Dalam transaksi simpan-pinjam dana, secara konvensional si pemberi pinjaman mengambil tambahan dalam bentuk bunga tanpa adanya suatu penyeimbang yang diterima si peminjam kecuali ke-sempatan dan faktor waktu yang berjalan selama proses peminjaman tersebut. Yang tidak adil di sini adalah si peminjam diwajibkan untuk selalu, tidak boleh tidak, harus, mutlak, dan pasti untung dalam setiap penggunaan kesempatan tersebut.

Demikian juga dana itu tidak akan berkembang dengan sendirinya, hanya dengan faktor waktu semata tanpa ada faktor orang yang menjalankan dan mengusahakannya. Bahkan ketika orang tersebut mengusahakan bisa saja untung bisa juga rugi. Pengertian senada disampaikan oleh jumhur ulama sepanjang sejarah Islam dari berbagai mazhahib fiqhiyyah. Di antaranya:

1. Imam Ahmad bin Hanbal, pendiri madzhab Hanbali: “Imam Ahmad bin Hanbal ketika ditanya tentang ribâ beliau menjawab: Sesungguhnya ribâ itu adalah seseorang memiliki hutang maka dikatakan kepadanya apakah akan melunasi atau membayar lebih. Jikalau tidak mampu melunasi, ia harus menambah dana (dalam bentuk bunga pinjam) atas penambahan waktu yang diberikan.”
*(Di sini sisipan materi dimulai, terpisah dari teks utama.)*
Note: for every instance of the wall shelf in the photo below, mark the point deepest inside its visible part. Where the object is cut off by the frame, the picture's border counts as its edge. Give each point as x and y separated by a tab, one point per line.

2. Imam Sarakhsi dari mazhab Hanafi: “Ribâ adalah tambahan yang disyaratkan dalam transaksi bisnis tanpa adanya iwadh (atau padanan yang dibenarkan syariah atas penambahan tersebut.”

3. . Imam An-Nawawi dari mazhab Syafi’i: Dari penjelasan Imam Nawawi di atas sangat jelas bahwa salah satu bentuk ribâ yang dilarang al-Qur’an dan As Sunnah adalah penambahan atas harta pokok karena unsur waktu. Dalam dunia perbankan hal tersebut dikenal dengan bunga kredit sesuai lama waktu pinjaman.

B. Macam-Macam Riba

Secara garis besar ribâ dikelompokkan menjadi dua. Masing-masing adalah ribâ hutang-piutang dan ribâ jual-beli. Kelompok pertama terbagi lagi menjadi ribâ qardh dan ribâ yâdd. Sedangkan kelompok kedua, ribâ jual-beli, terbagi menjadi ribâ fadhl dan ribâ nasi’ah.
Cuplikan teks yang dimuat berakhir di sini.